L'UE réclame de la détermination politique dans la "guerre mondiale" contre le changement climatique
Selon le commissaire européen à l'environnement, réduire les émissions de gaz à effet de serre demande de passer à une "économie de guerre". Il a ajouté que des mesures seraient prochainement prises pour lutter contre la pollution et étendre le système d'échange du carbone.
Selon le commissaire européen à l’environnement, réduire les émissions de gaz à effet de serre demande de passer à une « économie de guerre ». Il a ajouté que des mesures seraient prochainement prises pour lutter contre la pollution et étendre le système d’échange du carbone.
Le commissaire à l’environnement, Stavros Dimas, a défendu les ambitieuses propositions de la Commission visant à réduire les émissions de gaz à effet de serre, en vue de rassurer les entreprises qui craignent que des mesures unilatérales ne perturbent sérieusement l’économie.
Le 11 janvier 2007, S. Dimas a déclaré à un groupe de parlementaires britanniques à Londres : « Nos propositions ne sont pas faciles à appliquer mais elles sont essentielles » pour circonscrire les conséquences économiques provoquées par le changement climatique dans « la limite du raisonnable », comme l’a montré le rapport Stern au Royaume-Uni.
S. Dimas a déclaré : « Economies endommagées, réfugiés, instabilité politique et vies perdues sont les conséquences habituelles des guerres mais résulteront aussi bientôt d’un changement climatique non maîtrisé ».
« Il est clair que la lutte contre le changement climatique dépasse le cadre de la simple bataille.
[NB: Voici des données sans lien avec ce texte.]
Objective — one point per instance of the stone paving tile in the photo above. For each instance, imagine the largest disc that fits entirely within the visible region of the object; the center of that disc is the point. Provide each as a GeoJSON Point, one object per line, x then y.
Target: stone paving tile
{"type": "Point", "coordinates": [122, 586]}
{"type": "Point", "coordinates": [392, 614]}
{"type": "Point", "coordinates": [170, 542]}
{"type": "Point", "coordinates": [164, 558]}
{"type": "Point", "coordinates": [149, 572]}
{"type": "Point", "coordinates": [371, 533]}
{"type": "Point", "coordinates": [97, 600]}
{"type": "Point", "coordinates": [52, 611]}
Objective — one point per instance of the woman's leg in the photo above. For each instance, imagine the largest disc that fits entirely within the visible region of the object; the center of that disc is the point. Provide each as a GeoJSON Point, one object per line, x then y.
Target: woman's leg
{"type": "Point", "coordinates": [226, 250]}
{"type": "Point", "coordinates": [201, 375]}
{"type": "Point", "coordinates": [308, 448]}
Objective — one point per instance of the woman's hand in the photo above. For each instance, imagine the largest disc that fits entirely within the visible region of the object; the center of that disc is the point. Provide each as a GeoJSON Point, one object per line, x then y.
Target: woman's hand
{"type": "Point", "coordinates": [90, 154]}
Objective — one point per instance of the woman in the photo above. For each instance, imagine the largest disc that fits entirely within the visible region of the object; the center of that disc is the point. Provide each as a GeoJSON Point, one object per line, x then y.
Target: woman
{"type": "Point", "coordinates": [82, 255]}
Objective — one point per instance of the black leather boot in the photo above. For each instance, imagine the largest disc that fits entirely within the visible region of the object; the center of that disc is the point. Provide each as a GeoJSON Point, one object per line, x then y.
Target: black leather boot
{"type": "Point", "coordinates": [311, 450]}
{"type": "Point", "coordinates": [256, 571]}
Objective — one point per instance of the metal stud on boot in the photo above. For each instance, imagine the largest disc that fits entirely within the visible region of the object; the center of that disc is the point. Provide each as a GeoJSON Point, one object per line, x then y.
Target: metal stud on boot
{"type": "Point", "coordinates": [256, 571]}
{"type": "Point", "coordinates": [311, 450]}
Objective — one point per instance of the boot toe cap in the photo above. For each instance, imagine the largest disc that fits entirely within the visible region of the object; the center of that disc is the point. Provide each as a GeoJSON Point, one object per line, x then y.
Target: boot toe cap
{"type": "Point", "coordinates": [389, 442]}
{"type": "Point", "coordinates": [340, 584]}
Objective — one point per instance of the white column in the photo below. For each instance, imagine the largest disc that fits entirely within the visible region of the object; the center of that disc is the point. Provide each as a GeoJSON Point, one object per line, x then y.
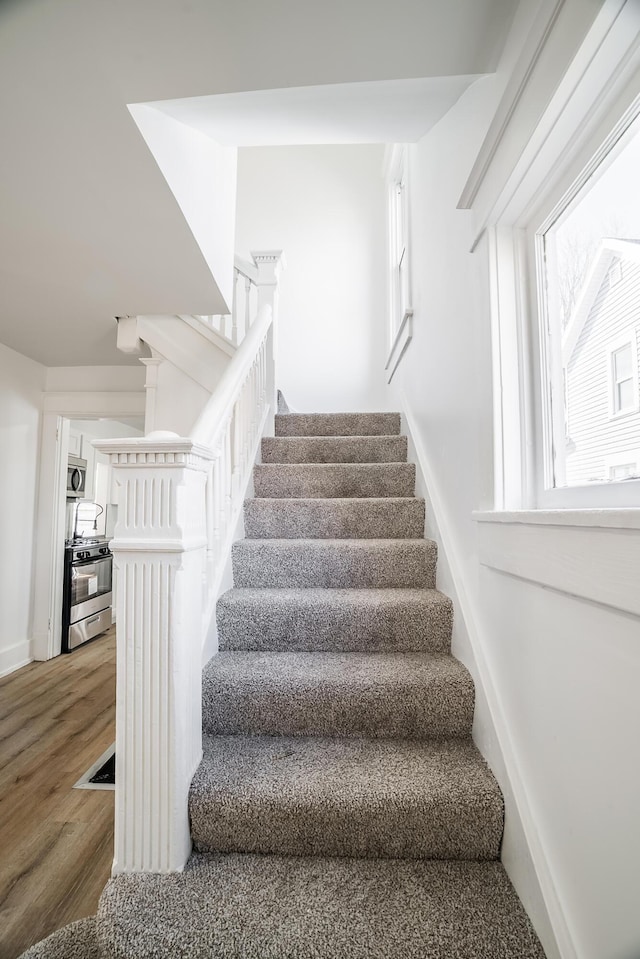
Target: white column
{"type": "Point", "coordinates": [159, 551]}
{"type": "Point", "coordinates": [270, 264]}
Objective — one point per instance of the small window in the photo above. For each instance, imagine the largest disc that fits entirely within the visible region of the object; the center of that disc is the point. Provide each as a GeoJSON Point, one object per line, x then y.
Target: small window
{"type": "Point", "coordinates": [622, 379]}
{"type": "Point", "coordinates": [615, 273]}
{"type": "Point", "coordinates": [624, 471]}
{"type": "Point", "coordinates": [398, 235]}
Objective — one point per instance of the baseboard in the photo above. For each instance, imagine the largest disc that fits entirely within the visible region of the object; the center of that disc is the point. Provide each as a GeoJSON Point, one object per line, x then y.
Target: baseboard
{"type": "Point", "coordinates": [21, 654]}
{"type": "Point", "coordinates": [557, 920]}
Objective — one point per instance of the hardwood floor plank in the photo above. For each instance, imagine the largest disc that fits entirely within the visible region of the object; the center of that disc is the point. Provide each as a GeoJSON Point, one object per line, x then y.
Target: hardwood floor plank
{"type": "Point", "coordinates": [56, 719]}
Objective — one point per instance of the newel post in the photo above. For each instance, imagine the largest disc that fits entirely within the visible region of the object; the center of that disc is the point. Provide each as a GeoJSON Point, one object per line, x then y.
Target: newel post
{"type": "Point", "coordinates": [159, 551]}
{"type": "Point", "coordinates": [269, 264]}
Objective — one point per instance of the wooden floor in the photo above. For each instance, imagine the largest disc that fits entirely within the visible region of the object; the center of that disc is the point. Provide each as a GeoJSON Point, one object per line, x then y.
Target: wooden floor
{"type": "Point", "coordinates": [56, 843]}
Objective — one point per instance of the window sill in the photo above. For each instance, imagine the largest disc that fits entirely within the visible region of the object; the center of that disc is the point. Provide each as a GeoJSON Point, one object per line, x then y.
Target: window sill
{"type": "Point", "coordinates": [591, 555]}
{"type": "Point", "coordinates": [602, 518]}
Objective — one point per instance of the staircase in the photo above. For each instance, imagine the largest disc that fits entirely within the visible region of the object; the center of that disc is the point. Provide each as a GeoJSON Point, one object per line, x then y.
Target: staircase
{"type": "Point", "coordinates": [341, 810]}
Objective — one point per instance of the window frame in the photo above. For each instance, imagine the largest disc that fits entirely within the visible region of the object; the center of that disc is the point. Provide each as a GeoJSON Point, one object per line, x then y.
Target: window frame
{"type": "Point", "coordinates": [629, 338]}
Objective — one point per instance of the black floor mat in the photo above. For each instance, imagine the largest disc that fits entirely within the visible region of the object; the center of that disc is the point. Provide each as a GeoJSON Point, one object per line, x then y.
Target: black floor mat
{"type": "Point", "coordinates": [106, 773]}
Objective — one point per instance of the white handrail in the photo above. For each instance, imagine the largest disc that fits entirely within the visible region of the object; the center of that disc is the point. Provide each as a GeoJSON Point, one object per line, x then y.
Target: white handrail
{"type": "Point", "coordinates": [179, 502]}
{"type": "Point", "coordinates": [234, 326]}
{"type": "Point", "coordinates": [208, 424]}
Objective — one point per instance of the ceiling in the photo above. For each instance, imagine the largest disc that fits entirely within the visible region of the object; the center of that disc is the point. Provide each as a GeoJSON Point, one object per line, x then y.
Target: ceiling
{"type": "Point", "coordinates": [379, 111]}
{"type": "Point", "coordinates": [89, 228]}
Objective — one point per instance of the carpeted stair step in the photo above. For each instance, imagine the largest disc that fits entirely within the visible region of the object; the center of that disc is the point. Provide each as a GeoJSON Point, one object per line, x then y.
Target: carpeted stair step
{"type": "Point", "coordinates": [340, 563]}
{"type": "Point", "coordinates": [337, 424]}
{"type": "Point", "coordinates": [312, 480]}
{"type": "Point", "coordinates": [303, 796]}
{"type": "Point", "coordinates": [411, 696]}
{"type": "Point", "coordinates": [338, 620]}
{"type": "Point", "coordinates": [272, 907]}
{"type": "Point", "coordinates": [369, 518]}
{"type": "Point", "coordinates": [334, 449]}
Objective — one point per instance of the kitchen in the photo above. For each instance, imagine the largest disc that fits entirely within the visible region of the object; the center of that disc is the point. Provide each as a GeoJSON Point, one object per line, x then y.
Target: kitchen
{"type": "Point", "coordinates": [88, 600]}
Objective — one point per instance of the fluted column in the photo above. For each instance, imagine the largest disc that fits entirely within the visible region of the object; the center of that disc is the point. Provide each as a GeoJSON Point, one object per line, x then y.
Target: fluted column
{"type": "Point", "coordinates": [159, 551]}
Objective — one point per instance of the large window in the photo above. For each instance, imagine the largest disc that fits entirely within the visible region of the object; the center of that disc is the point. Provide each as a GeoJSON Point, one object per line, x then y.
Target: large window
{"type": "Point", "coordinates": [588, 262]}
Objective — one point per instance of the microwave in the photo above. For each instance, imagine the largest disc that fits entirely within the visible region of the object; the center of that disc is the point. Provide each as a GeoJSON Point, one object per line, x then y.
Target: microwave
{"type": "Point", "coordinates": [76, 477]}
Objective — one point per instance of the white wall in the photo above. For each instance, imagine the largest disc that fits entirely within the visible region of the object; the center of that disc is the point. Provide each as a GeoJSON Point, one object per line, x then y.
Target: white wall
{"type": "Point", "coordinates": [325, 207]}
{"type": "Point", "coordinates": [21, 383]}
{"type": "Point", "coordinates": [89, 379]}
{"type": "Point", "coordinates": [202, 176]}
{"type": "Point", "coordinates": [557, 671]}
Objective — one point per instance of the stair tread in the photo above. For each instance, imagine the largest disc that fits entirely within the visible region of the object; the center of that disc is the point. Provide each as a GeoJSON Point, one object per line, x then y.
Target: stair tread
{"type": "Point", "coordinates": [337, 424]}
{"type": "Point", "coordinates": [339, 796]}
{"type": "Point", "coordinates": [382, 695]}
{"type": "Point", "coordinates": [313, 669]}
{"type": "Point", "coordinates": [257, 907]}
{"type": "Point", "coordinates": [334, 562]}
{"type": "Point", "coordinates": [354, 517]}
{"type": "Point", "coordinates": [354, 619]}
{"type": "Point", "coordinates": [334, 449]}
{"type": "Point", "coordinates": [316, 480]}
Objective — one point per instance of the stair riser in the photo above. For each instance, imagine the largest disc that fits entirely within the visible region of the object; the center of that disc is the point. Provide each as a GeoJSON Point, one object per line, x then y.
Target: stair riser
{"type": "Point", "coordinates": [334, 564]}
{"type": "Point", "coordinates": [359, 449]}
{"type": "Point", "coordinates": [394, 830]}
{"type": "Point", "coordinates": [337, 424]}
{"type": "Point", "coordinates": [326, 626]}
{"type": "Point", "coordinates": [391, 518]}
{"type": "Point", "coordinates": [425, 712]}
{"type": "Point", "coordinates": [311, 480]}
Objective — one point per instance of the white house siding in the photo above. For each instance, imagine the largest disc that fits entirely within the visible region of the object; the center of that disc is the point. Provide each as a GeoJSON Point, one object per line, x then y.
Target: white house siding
{"type": "Point", "coordinates": [594, 435]}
C’est une guerre mondiale qui durera des années ».
S. Dimas a ajouté : » Cette lutte ressemble à une guerre car pour réduire les émissions, il faut passer à ce qui ressemble de près à une économie de guerre », estimant les bénéfices en termes « de sécurisation de l’approvisionnement et amélioration de la santé publique ». Il a poursuivi en déclarant que la Commission travaillait déjà sur de nouvelles mesures, qui incluent :
- Etendre le système d’échange des quotas d’émission « afin de couvrir plus de secteurs et plus de gaz » et de mettre en relation des systèmes identiques à travers le monde tel que le système volontaire japonais ou le système national émergeant aux Etats-Unis.
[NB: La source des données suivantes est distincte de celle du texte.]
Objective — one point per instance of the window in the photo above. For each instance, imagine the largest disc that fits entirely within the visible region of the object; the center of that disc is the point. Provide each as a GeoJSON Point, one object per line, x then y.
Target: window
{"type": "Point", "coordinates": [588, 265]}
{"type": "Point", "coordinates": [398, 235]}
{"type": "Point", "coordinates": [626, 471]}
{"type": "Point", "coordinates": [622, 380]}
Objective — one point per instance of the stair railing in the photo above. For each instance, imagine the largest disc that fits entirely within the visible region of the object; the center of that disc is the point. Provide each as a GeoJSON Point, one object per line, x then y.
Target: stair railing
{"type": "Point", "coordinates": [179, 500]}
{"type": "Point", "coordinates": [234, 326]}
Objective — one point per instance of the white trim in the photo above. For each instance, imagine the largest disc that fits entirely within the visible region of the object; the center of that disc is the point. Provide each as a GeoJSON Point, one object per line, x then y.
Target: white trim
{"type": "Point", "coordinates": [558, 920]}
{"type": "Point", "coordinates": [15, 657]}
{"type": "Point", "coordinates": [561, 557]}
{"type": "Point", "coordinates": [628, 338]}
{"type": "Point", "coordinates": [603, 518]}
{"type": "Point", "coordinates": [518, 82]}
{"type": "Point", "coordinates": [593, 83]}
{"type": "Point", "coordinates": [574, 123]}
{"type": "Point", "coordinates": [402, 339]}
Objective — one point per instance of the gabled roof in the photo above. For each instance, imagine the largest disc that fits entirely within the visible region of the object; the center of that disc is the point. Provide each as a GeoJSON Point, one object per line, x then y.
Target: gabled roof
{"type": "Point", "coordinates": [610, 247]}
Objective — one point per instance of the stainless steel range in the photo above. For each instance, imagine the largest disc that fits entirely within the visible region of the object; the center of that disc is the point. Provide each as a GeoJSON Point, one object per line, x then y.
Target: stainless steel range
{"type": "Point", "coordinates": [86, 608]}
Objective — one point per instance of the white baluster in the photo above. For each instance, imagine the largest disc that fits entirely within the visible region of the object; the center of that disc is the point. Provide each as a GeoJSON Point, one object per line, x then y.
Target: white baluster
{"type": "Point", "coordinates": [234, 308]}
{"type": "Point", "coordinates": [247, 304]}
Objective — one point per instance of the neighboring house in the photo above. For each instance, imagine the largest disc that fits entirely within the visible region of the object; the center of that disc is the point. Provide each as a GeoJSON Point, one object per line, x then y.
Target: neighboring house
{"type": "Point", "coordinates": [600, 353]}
- S’attaquer à la pollution des véhicules, mentionnant que l’UE réviserait prochainement sa stratégie sur les émissions de CO2 des nouveaux véhicules. Le commissaire a ajouté : « Il est clair que des mesures plus ambitieuses seront nécessaires pour atteindre nos objectifs de 2012 (moyenne de 120g/km). La Commission soumettra une proposition dans le courant de l’année ».
Dans le même temps, à Bruxelles, le président de la Commission, José Manuel Barroso, a rencontré un groupe de 15 chefs d’entreprises, leur précisant que « c’était tout à leur avantage de prendre la tête et de ne pas subir » le mouvement vers une économie à faible production de carbone.
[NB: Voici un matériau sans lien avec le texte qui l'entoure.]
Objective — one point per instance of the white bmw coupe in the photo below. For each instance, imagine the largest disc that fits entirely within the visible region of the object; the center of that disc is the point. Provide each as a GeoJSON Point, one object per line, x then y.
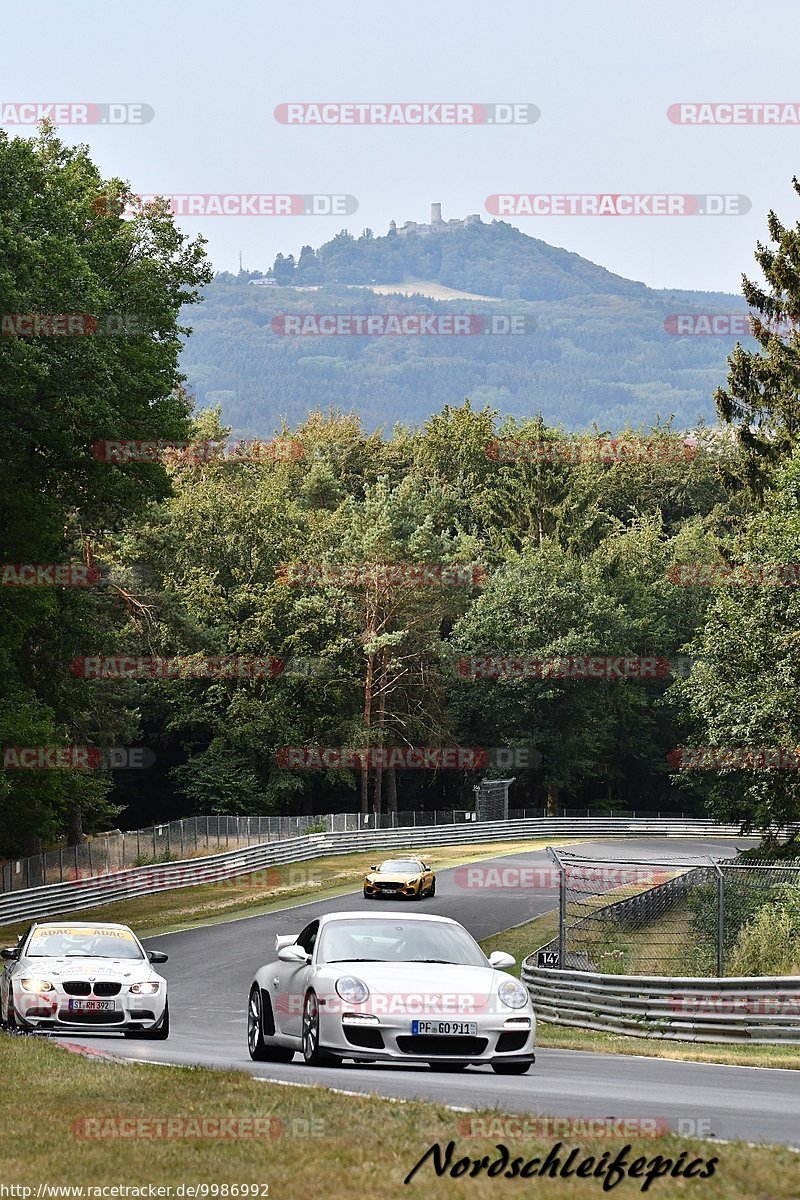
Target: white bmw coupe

La plupart d’entre eux ont approuvé et parmi eux, Lars Goeran Joesfsson, directeur général de la société d’électricité suédoise Vattenfall : « Le changement climatique est affaire d’économie et créera de nouveaux emplois ».
Fulvo Conti de la société Enel a poursuivi : « Combattre le changement climatique…est une opportunité économique » et a précisé que les usines italiennes et les autres groupes énergétiques investissaient déjà des milliards d’euros dans la recherche sur l’énergie et l’efficacité énergétique.